A questão é que Israel não é o dono deste lugar. Este é um patrimônio palestino. E para desenvolvê-lo de forma positiva, tem que ser feito com a comunidade local, com o município, para que eles possam se beneficiar.
Os planos israelenses veriam a entrada de Sebastia movida para o outro lado do vasto local, longe da aldeia e do estacionamento e lojas atuais.
Os ministérios do Turismo e dos Negócios Estrangeiros palestinianos manifestaram a esperança de que o reconhecimento pela Unesco possa reforçar o apoio internacional à sua oposição às apreensões de terras israelitas em Sebastia.
Mas o ministro das Relações Exteriores de Israel, Gideon Saar, retratou a medida da Unesco como permitindo que os esforços palestinos diminuíssem os laços históricos dos judeus com a Cisjordânia.
No vote in an international organisation can change history," he asserted.
Image caption, Israeli activist Alon Arad says archaeology is being used as pretext by Israeli authorities to seize land.
Mais ao sul, na Cisjordânia, e à vista de Jerusalém, está Heródio, uma colina artificial com um palácio extraordinário construído em seu cume pelo rei Herodes, que governou o Reino da Judéia pouco antes da era cristã.
Recentemente, também aqui, Israel começou a expropriar terras - desta vez cerca de 80 acres - para o que diz ser a "preservação e desenvolvimento" do local.
Peace Now - uma organização israelense que monitora assentamentos - diz: "De acordo com o direito internacional, bem como de acordo com as decisões do Supremo Tribunal de Israel, Israel está proibido de expropriar terras para fins de assentamento ou exclusivamente para o benefício dos cidadãos israelenses.
Consequentemente, para que a expropriação seja considerada legal, o Estado provavelmente argumentará que o local se destina a servir as populações palestinas e israelenses, apesar do fato aparente de que sua lógica e propósito primários estão ligados à expansão dos assentamentos e ao controle israelense.

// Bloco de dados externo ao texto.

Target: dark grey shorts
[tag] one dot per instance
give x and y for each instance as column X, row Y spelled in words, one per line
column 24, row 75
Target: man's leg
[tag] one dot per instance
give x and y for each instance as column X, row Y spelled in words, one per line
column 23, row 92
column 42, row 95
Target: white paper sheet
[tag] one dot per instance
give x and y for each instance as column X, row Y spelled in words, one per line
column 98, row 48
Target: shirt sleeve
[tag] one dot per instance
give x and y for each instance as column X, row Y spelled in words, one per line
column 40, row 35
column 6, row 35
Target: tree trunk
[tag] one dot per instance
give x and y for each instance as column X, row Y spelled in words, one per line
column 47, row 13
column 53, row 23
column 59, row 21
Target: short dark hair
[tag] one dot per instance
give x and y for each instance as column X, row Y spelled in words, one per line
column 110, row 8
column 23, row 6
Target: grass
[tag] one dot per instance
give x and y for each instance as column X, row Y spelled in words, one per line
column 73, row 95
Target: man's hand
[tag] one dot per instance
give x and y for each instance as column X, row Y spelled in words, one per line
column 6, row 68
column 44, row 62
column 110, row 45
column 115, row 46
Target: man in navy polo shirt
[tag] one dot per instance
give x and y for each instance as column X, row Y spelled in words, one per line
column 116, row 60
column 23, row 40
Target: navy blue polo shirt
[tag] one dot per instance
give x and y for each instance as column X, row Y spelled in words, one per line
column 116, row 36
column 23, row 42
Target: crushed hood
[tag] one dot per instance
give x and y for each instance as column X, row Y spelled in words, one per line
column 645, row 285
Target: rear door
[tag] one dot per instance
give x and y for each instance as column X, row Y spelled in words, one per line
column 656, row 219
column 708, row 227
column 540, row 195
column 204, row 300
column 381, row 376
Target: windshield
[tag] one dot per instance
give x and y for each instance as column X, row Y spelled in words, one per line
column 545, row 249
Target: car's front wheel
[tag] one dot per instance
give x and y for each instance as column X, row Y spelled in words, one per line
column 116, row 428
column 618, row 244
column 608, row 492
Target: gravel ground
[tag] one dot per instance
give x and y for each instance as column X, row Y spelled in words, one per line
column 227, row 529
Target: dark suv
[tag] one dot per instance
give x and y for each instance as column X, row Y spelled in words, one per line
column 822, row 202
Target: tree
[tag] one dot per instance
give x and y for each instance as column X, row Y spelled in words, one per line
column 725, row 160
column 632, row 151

Image caption, Herodium is a hilltop fortress-palace close to Bethlehem.
Para Shmuel Browns, que trabalhou em escavações em Herodium e lidera visitas guiadas profundamente entusiasmadas, é vital que arqueólogos e autoridades israelenses possam supervisionar e proteger lugares tão carregados de significado histórico e religioso.
Israel se sente responsável por cuidar da arqueologia, dos artefatos, da história dessa terra ”, afirma.
Mas também houve um impulso para ir mais longe do que isso entre os membros de extrema-direita do atual governo de Israel.
Uma nova lei foi proposta no início deste ano que teria transferido o controle de sítios arqueológicos para o Ministério do Patrimônio de Israel da Administração Civil, que opera sob autoridade militar, e lhe dado amplos poderes para apreender terras para preservação arqueológica em toda a Cisjordânia.
Esse projeto de lei foi aprovado em primeira leitura no parlamento em maio, mas agora está suspenso à medida que as eleições se aproximam. Pode nunca mais ressurgir.
Image caption, Herodium guide Shmuel Browns says Israel feels responsible to look after local archaeology.
De volta a Sebastia, o ativista israelense Alon Arad diz que o próprio fato de o projeto de lei ter sido apresentado mostra como a própria arqueologia foi armada na Cisjordânia.
É exatamente assim que o mecanismo funciona. Você usa a arqueologia, você a usa para fazer escavações e para a narrativa, para reescrever a história, mas você também a usa para alocar terras ou realocar terras de palestinos para israelenses ", adverte.
Cada vez mais, os moradores palestinos de Sebastia temem que sua estreita conexão com as ruínas corra o risco de se perder.
Colonos israelenses da Cisjordânia dizem que os ataques da BBC aos palestinos são justificados como vingançaPublicado em 1 de agosto.
Israeli settlers laid siege to our home': Inside a Palestinian village under weekly attack.
Status quo at Jerusalem's holiest site under threat as Israeli nationalists flout rules.
Em números
- Na semana passada, Israel alocou cerca de 113 milhões de shekels (£ 27,8 milhões), externos à expansão
Fontes
Informação baseada em material público de BBC World, reescrito pela redação ULTRA NOTÍCIAS.